75% of upper body weight is supported by the water volume that is stored in the spinal disc core. The spinal joints are dependent on different hydraulic properties of water which is stored in the disc core. Back pain is frequently alleviated with hydration.

The Brain

Brain tissue is 85% water. Although the brain is only 1/50th of the body weight, it uses 1/20th of the blood supply.With dehydration, the level of energy generation in the brain is decreased. Depression and chronic fatigue syndrome are frequently results of dehydration. Migraine headaches may be an indicator of critical body temperature regulation at times of “heat stress.” Dehydration plays a major role in bringing on migraines. Dehydration causes stress, only causing further dehydration.

Pregnancy

Morning sickness is a thirst signal of both the fetus and the mother. During the intrauterine stage of cell expansion, water for the fetus’ cell growth has to be provided by the mother. One of the first indicators for water needs of the fetus and the mother seems to be morning sickness during the first trimester of pregnancy.
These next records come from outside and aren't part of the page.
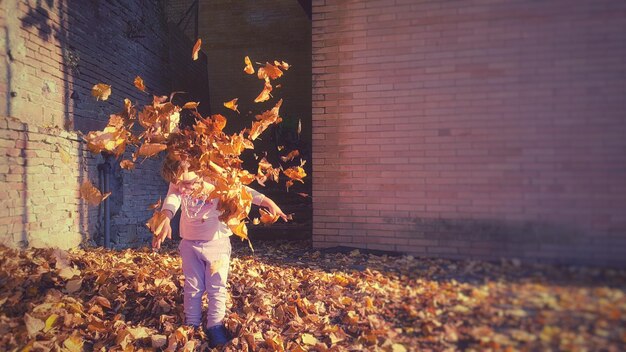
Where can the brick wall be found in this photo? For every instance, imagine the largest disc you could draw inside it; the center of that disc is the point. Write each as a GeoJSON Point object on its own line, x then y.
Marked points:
{"type": "Point", "coordinates": [264, 30]}
{"type": "Point", "coordinates": [52, 53]}
{"type": "Point", "coordinates": [471, 129]}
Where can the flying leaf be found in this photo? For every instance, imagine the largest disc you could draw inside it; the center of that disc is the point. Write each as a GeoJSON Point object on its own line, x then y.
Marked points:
{"type": "Point", "coordinates": [127, 164]}
{"type": "Point", "coordinates": [248, 69]}
{"type": "Point", "coordinates": [191, 105]}
{"type": "Point", "coordinates": [267, 218]}
{"type": "Point", "coordinates": [33, 325]}
{"type": "Point", "coordinates": [139, 84]}
{"type": "Point", "coordinates": [101, 91]}
{"type": "Point", "coordinates": [196, 49]}
{"type": "Point", "coordinates": [150, 149]}
{"type": "Point", "coordinates": [265, 93]}
{"type": "Point", "coordinates": [290, 156]}
{"type": "Point", "coordinates": [232, 105]}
  1. Water helps carry nutrients through blood to the baby.
  2. Water helps prevent bladder infections, constipation, and hemorrhoids.
  3. The more water you drink, the less water you retain.
  4. Dehydration can trigger contractions and early labor.
  5. Amniotic fluid (mostly water) is replaced continuously throughout the day, so more water is needed to replenish the body.
  6. Hydration is essential to good breast milk production.

Not only is it important to drink enough water, the quality of the water consumed is of paramount concern. Many studies have shown that water contamination risks are greatly increased in infants, due to their size and stage of development, with their brains and bodies being formed.

Water vs. Other Beverages

There is a difference between drinking pure water and beverages that contain water. Fruit juice, soft drinks, coffee, etc., may contain substances that are not healthy and actually contradict some of the positive effects of the added water. Caffeinated beverages stimulate the adrenal glands and act as diuretics, robbing your body of necessary water. Soft drinks contain phosphorus which can lead to depletion of bone calcium. Fruit juices contain a lot of sugar and stimulate the pancreas. These drinks may tax the body more than they cleanse it. A 12 ounce can of regular soda contains the equivalent of 9 teaspoons of sugar. Other beverages also contain dehydrating agents. They may actually reduce the water reserves in the body! Drinking other beverages to the exclusion of water also causes you to lose your taste for water. This is particularly true with children as they become dependent on Sodas and juices.

How much water should you drink?

A non-active person needs a half ounce of water per pound of body weight per day. That is ten 8 ounce glasses a day if your weight is 160 pounds. For every 25 pounds you exceed your ideal weight, increase it by one 8 ounce glass. An active, athletic person needs 2/3 ounce per pound which is 13-14 8 ounce glasses a day if you weigh 160 pounds. The more you exercise, the more water you need. Spread out your water intake throughout the day. Do not drink more than 4 glasses within any given hour. After a few weeks your bladder calms down and you will urinate less frequently, but in larger amounts.